The stumbling U.S. economy is forcing states to slash spending and cut jobs in order to close a projected $40 billion shortfall in the current fiscal year.

That gap -- identified Wednesday in a survey by the National Conference of State Legislatures -- is more than triple the size of the previous year's. It is the result of broad economic weakness at the state and local levels that could cause pain throughout this year and into 2010. Sales-tax collections, for example, have been hurt by the housing slump and high gasoline prices, which are prompting cutbacks in consumer spending. Personal income-tax collections have been hit by rising unemployment, while corporate income-tax collections have been eroded by falling profits.

"We expect it to get worse before it gets better," said Corina Eckl, fiscal-program director of the National Conference of State Legislatures. The conference's new report describes the shortfalls states face in their budgeting process for the current fiscal year, which began in July.

   When people don't get decent paychecks, governments falter. They can't deliver the basic services everyone needs. It's a spiral that continues to head down.

   So, yes, I am happy that millions of people will get a little more.
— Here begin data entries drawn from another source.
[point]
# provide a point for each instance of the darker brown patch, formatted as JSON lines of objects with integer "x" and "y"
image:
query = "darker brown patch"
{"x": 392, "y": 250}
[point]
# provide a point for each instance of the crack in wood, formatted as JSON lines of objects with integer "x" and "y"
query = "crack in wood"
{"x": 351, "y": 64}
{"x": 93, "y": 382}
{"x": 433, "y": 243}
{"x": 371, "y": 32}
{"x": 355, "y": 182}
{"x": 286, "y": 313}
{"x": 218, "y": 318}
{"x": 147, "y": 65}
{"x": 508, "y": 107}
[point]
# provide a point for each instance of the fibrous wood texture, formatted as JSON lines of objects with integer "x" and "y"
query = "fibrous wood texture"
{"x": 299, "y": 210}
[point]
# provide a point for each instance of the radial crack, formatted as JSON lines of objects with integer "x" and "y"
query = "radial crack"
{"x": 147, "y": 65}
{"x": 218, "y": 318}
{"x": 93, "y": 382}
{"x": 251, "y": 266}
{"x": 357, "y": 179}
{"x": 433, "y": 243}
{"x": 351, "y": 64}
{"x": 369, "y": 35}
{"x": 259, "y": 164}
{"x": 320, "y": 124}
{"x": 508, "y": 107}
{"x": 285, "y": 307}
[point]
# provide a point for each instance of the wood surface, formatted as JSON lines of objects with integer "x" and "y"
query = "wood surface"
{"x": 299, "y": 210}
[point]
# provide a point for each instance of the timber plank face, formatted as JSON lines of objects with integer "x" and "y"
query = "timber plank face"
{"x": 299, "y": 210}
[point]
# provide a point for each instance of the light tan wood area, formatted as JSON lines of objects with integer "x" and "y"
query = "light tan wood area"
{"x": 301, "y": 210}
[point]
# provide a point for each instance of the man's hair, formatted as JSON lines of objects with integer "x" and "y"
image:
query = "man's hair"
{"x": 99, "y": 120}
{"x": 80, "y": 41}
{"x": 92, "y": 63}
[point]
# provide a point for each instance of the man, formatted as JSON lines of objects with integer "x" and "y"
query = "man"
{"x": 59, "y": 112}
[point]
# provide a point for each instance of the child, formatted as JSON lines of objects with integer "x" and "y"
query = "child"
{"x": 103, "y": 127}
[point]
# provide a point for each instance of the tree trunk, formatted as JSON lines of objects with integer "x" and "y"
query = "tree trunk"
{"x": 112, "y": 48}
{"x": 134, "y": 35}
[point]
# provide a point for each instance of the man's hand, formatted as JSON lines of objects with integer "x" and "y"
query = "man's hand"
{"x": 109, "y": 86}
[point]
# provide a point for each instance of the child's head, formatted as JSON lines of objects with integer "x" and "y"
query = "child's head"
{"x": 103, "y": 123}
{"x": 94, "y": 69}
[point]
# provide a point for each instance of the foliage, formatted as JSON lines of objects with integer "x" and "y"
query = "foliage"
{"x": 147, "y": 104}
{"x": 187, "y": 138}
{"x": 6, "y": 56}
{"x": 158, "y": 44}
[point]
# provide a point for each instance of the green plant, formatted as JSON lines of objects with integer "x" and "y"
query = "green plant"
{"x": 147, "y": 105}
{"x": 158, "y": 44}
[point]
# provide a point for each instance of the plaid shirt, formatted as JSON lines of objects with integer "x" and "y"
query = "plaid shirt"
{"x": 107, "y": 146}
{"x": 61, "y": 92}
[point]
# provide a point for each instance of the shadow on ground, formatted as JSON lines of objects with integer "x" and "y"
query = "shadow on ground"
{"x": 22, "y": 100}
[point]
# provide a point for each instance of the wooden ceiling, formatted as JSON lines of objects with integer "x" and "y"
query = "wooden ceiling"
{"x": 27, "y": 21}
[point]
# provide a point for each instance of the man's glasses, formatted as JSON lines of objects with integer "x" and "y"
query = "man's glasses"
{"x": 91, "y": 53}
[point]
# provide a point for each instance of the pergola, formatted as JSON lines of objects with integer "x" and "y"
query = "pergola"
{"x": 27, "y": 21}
But, coupled with that knowledge is the grim truth: the minimum wage hike is an economic sham perpetuated on us to cover up the vast rip-off that workers have had to endure for the last half century.


Comments

so pathetic.

by edenwillow, Thursday 24 of July, 2008 [18:37:03 UTC]

This is really so pathetic, and yet another example of how having a weak labor movement hurts all workers. If more people were organized and bargaining for higher wages, we could be setting a new standard that would leave the minimum wage in the dust.

Help me understand

by klatuu, Thursday 24 of July, 2008 [19:59:03 UTC]

If the Minimum Wage is the government-mandated price floor for paying a 16 year-old kid to sweep the floor of a warhouse or drop fries at a burger stand, what happens to those kids when the minimum wage gets raised above the fair market value of their labor?  

Also, are you suggesting that work that only warrants minimum compensation, meaning minimum effort and minimum skills, should be government-mandated to a level that will support a family?  Doesn't that take some of the natural, logical incentive out of achievment?

You say that:

"When people don't get decent paychecks, governments falter. They can't deliver the basic services everyone needs. It's a spiral that continues to head down."

It's my understanding that unemployment pressures are increased by rising labor costs, so wouldn't that mean that, by raising the minimum wage up to the level you suggest so that people could get "decent paychecks",  the government would cause lots of people getting what you consider less than a decent paycheck, to no longer get any paycheck at all?

I'm not predisposed to agree with most of your premises, but I'm open to reason on this, and reason will go much further than passion.  

 

 

A couple of thoughts

by Jonathan Tasini, Friday 25 of July, 2008 [12:04:02 UTC]

   First, i would focus on the issue of productivity versus wages. If people aren't paid based on their productivity, what, then, should they expect from their work? Based on productivity rates, the minimum wage should be more than $19 per hour. What you describe as the "fair market value" of someone's labor has no meaning if the cost of labor has no relation to how hard people work over time. Actually, the conclusion, in your world, would be that there is no bottom to wage levels.

by themontu, Friday 25 of July, 2008 [20:07:22 UTC]

I'm always amazed at corporations that don't understand the need to raise minimum wage.  It would seem to me that in a capitalistic society, you would want your workers to have at least a little extra spending cash to go out and buy your product to boost your bottom line.  If workers are only concerned with buying food and gas (good for big agria and the oil companies, sure), they're not going to go out and buy the new iPhone or whatever.  They're missing out on an entire market share, as the money would ended up back in CEO's pockets in one form or another when workers have more cash on hand.

Maybe this is faulty logic, but it seems like uping the minimum wage to a livable standard is a win-win situation for all involved.